📖 Audio Glossary

Sample Rate

The number of audio samples captured per second during digital recording — 44.1 kHz is the CD standard; 48 kHz is the video standard; 96 kHz is common for high-resolution audio.

Sample rate measures how many times per second an audio interface measures (samples) the analog audio signal and converts it to a digital number. The Nyquist theorem states that the maximum frequency that can be accurately captured is half the sample rate. At 44,100 Hz (44.1 kHz), the maximum captured frequency is 22,050 Hz — well above the 20 kHz limit of human hearing.

44.1 kHz is the CD audio standard and remains the most common format for music. 48 kHz is the standard for video production, broadcast, and podcasting. All modern audio interfaces support both rates and can switch between them in software.

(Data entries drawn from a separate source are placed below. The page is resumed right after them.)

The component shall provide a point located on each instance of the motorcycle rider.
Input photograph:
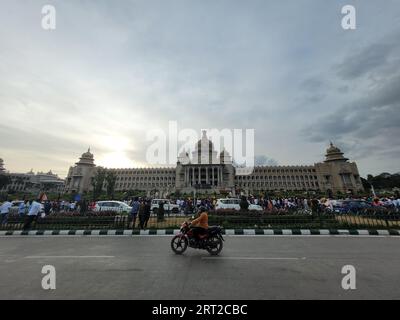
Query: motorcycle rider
(200, 224)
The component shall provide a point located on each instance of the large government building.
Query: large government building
(213, 172)
(31, 182)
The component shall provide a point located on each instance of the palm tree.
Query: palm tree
(5, 180)
(111, 178)
(97, 183)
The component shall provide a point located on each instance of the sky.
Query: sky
(113, 70)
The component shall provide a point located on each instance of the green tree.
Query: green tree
(97, 183)
(5, 180)
(111, 179)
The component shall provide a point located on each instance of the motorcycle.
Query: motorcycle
(212, 240)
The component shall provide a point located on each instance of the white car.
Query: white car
(233, 203)
(168, 206)
(117, 206)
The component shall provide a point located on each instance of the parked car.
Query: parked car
(350, 206)
(168, 206)
(117, 206)
(15, 206)
(233, 203)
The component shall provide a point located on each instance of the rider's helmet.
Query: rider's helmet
(202, 209)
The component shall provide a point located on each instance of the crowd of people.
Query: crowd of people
(141, 207)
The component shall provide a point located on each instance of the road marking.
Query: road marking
(68, 257)
(253, 258)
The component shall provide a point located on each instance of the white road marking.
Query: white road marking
(253, 258)
(69, 257)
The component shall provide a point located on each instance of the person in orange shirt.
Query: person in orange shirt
(200, 224)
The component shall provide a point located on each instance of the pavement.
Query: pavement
(249, 267)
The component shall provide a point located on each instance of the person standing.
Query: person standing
(22, 208)
(34, 210)
(147, 210)
(134, 211)
(47, 207)
(160, 213)
(5, 210)
(141, 215)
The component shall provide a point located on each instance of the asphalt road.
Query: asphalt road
(248, 268)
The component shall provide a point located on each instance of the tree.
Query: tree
(111, 178)
(97, 183)
(5, 180)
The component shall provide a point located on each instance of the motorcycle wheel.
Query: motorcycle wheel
(214, 246)
(179, 244)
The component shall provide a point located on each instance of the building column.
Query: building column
(199, 175)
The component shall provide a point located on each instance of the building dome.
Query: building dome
(87, 155)
(333, 153)
(87, 158)
(225, 157)
(204, 142)
(204, 152)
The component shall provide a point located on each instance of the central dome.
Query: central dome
(204, 152)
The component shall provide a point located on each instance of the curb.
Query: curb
(245, 232)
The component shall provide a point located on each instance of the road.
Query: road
(249, 268)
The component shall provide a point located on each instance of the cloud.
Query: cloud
(109, 73)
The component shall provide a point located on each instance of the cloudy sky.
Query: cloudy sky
(112, 70)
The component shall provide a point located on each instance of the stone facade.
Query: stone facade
(31, 182)
(206, 171)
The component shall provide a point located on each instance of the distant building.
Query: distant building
(31, 182)
(206, 171)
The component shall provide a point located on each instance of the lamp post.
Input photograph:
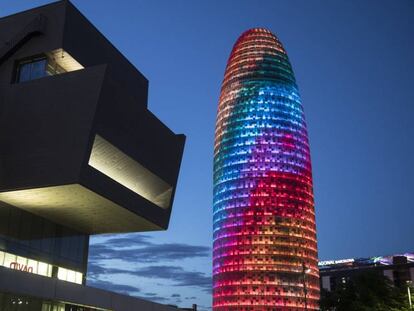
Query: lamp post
(305, 289)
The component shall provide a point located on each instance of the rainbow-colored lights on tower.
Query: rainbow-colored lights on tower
(265, 252)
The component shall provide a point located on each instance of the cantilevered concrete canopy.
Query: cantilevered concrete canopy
(80, 147)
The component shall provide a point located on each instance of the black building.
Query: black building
(80, 154)
(398, 268)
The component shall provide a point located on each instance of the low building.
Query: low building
(80, 154)
(398, 268)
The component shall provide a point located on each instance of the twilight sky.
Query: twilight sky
(354, 65)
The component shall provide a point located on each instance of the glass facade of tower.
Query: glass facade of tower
(265, 251)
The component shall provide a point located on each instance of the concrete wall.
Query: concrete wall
(27, 284)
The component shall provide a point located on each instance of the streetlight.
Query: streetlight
(305, 270)
(409, 294)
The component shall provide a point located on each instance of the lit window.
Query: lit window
(31, 69)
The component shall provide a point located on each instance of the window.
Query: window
(32, 69)
(48, 64)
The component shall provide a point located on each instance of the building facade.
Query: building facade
(264, 251)
(80, 154)
(398, 268)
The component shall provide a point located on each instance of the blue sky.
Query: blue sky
(354, 65)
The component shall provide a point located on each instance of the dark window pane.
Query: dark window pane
(38, 69)
(24, 72)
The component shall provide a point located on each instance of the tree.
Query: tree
(367, 291)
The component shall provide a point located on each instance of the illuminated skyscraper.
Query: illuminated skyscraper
(265, 252)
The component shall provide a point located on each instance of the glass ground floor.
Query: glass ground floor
(13, 302)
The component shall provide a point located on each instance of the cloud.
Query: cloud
(156, 263)
(118, 288)
(176, 274)
(138, 248)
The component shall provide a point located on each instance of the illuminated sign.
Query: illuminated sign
(21, 267)
(23, 264)
(335, 262)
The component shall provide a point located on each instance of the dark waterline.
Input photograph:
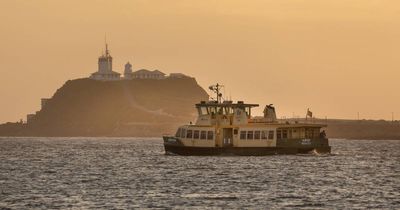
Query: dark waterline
(128, 173)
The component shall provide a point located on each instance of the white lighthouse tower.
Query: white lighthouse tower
(105, 71)
(128, 71)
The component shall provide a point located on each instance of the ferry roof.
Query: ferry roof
(224, 104)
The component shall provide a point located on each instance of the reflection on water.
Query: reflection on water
(128, 172)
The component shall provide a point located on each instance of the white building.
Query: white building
(146, 74)
(178, 75)
(128, 71)
(105, 71)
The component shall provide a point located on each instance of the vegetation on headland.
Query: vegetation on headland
(146, 107)
(138, 107)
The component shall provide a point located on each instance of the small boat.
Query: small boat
(227, 128)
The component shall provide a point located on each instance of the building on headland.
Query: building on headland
(147, 74)
(105, 71)
(178, 75)
(30, 118)
(128, 71)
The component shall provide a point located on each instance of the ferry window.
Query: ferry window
(248, 111)
(178, 133)
(204, 110)
(183, 133)
(284, 134)
(203, 135)
(309, 133)
(257, 134)
(242, 134)
(264, 135)
(189, 134)
(196, 134)
(210, 135)
(249, 135)
(270, 134)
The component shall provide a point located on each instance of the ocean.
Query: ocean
(125, 173)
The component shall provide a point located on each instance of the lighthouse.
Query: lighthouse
(105, 71)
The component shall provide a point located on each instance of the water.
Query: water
(61, 173)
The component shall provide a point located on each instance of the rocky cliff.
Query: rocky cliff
(138, 107)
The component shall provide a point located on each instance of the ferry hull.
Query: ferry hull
(179, 149)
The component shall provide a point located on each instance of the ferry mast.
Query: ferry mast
(216, 89)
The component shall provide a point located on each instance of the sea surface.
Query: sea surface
(121, 173)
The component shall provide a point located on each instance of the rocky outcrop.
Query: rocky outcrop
(138, 107)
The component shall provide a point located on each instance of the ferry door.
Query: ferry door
(227, 137)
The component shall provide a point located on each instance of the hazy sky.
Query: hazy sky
(338, 57)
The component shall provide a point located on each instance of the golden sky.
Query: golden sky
(338, 57)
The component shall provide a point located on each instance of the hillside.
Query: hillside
(138, 107)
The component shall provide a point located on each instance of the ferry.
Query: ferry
(227, 128)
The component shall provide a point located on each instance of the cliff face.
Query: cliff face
(138, 107)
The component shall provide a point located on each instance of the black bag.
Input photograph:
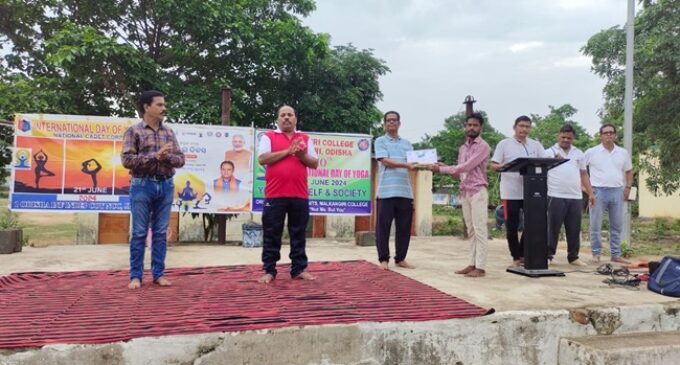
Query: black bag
(666, 278)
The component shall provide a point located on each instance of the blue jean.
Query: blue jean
(610, 199)
(150, 204)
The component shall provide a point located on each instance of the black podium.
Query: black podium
(535, 174)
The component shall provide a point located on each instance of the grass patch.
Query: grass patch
(650, 236)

96 kHz and 192 kHz are marketed as 'high resolution' and provide some benefits for recording: more headroom when pitch-shifting, a steeper filter slope in the analog chain, and a safety margin when the final output will be 48 kHz. However, for most home recording applications, 48 kHz is entirely sufficient.

Recording at higher sample rates creates larger files. At 96 kHz, a stereo recording uses about twice the storage of a 48 kHz recording. For a podcast or stream, this additional storage and processing overhead provides no audible benefit.